Il convenuto Datore rimane contumace e la causa viene istruita attraverso acquisizione documentale e prove testimoniali e, all’esito delle assunzioni probatorie, il Giudice ritiene parzialmente fondato il ricorso.

Per quanto qui di interesse, uno dei testi ha riferito, quanto ai lamentati maltrattamenti subìti dalla ricorrente, che in più occasioni il datore di lavoro “in presenza di me e di altri dipendenti, ebbe modo di dire che persone come la ricorrente, che conferivano un’impronta negativa all’interno dell’ambiente lavorativo, dovevano esse isolate perché delle “pecore nere”.

Tuttavia, viene ritenuta non adeguatamente provata la domanda risarcitoria per danno biologico da mobbing.

Tale fenomeno – sottolinea il Tribunale – inizialmente analizzato da insigni studiosi psicologi e psichiatri, è stato variamente definito ed utilizzato, ma nella sostanza viene ricondotto dalla giurisprudenza ad alcuni comuni elementi essenziali:

  • l’aggressione o persecuzione di carattere psicologico;
  • la sua frequenza, sistematicità e durata nel tempo; il suo andamento progressivo;
  • le conseguenze patologiche gravi che ne derivano per il mobbizzato.

Pacifico ciò, la persecuzione di carattere psicologico può essere compiuta in qualunque modo, e può consistere in atti di aggressione verbale consumati spesso davanti a terzi dipendenti e non; comportamenti che si sostanziano in una esclusione, un allontanamento dal gruppo con conseguente isolamento, evidenziandone le diversità fisica o morale o intellettiva o culturale o religiosa o territoriale.

Ed ancora, atti anche poco significativi ma che ostacolano il normale espletamento dell’attività lavorativa; atti di contenuto tipico, compiuti cioè dal datore di lavoro o dai superiori, strettamente inerenti la gestione del rapporto di lavoro (demansionamenti, discriminazioni, trasferimenti, sanzioni disciplinari, ecc.).
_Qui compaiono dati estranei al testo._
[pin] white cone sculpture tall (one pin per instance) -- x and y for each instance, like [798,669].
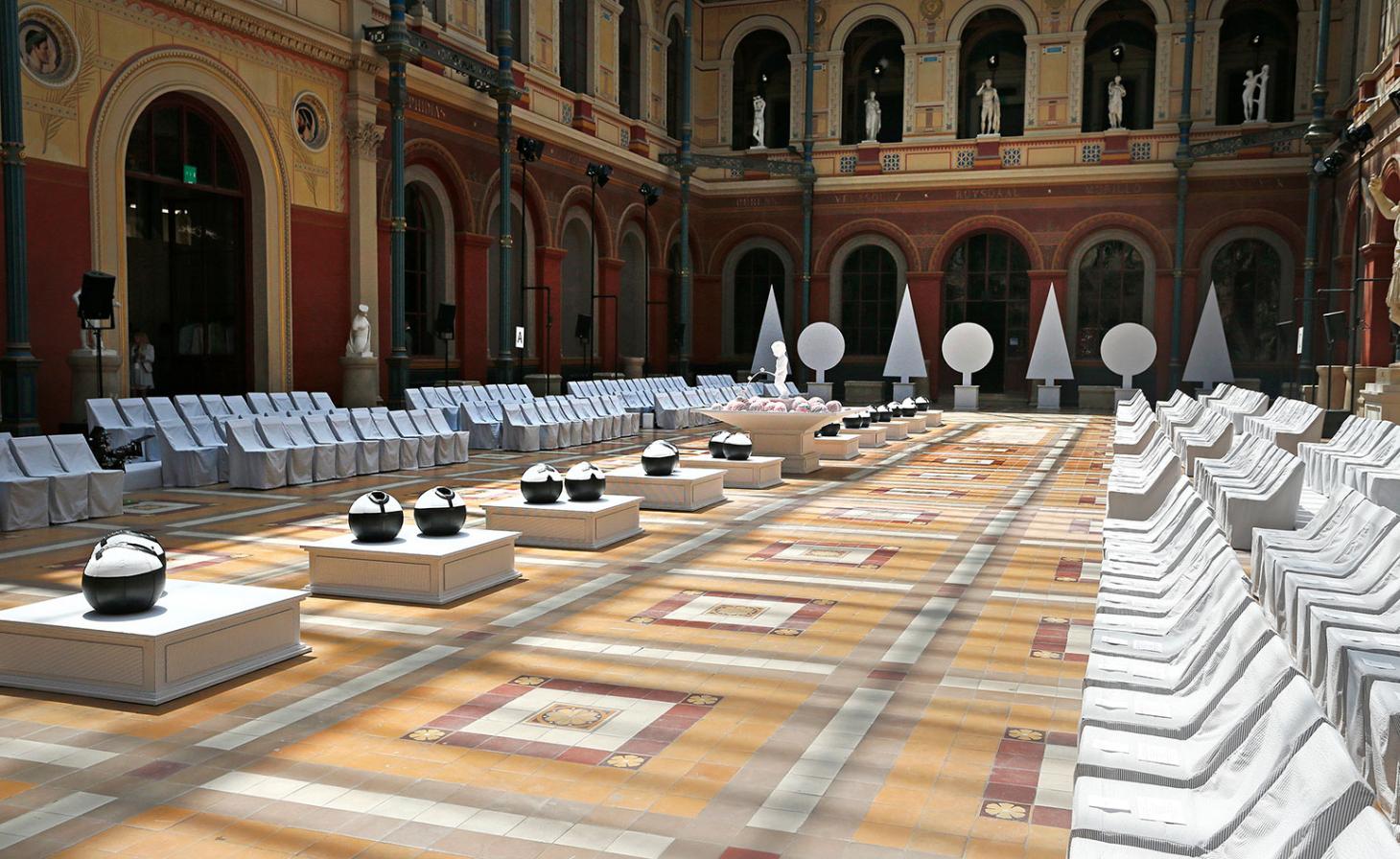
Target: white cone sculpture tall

Volendo una definizione, può affermarsi: il mobbing è costituito da un comportamento costantemente aggressivo di tipo psicologico e non, ripetuto nel tempo, di durata apprezzabile sia esso proveniente da superiori o da gruppi di colleghi, che incide sulla dignità della persona del lavoratore intesa questa in tutte le sue componenti ed accezioni.

Venendo alle conseguenze, la distinzione tra malattia e semplice disagio psichico scaturisce poi dalle diverse conseguenze che può produrre il mobbing, conseguenze che possono essere costituite sia da una vera e propria malattia psichica produttrice di permanenti effetti a carico della vittima sia da disagi di minore gravità che vengono ormai pacificamente qualificati come danno esistenziale.

Considerato il breve periodo riferito dalla lavoratrice, inferiore ai 6 mesi, che è il parametro solitamente utilizzato in giurisprudenza, emerge che in capo alla ricorrente vi è un disagio psichico , ma non una patologia importante effetti da mobbing e oggetto di risarcibilità.

La relativa domanda viene dunque rigettata.

In conclusione, il Giudice del Lavoro del Tribunale di Taranto, dichiara il diritto della ricorrente alle differenze retributive e rigetta la domanda risarcitoria per danno biologico.

Il datore di lavoro viene condannato al pagamento delle differenze retributive e delle spese di lite liquidate in euro 1.800,00, oltre accessori di legge.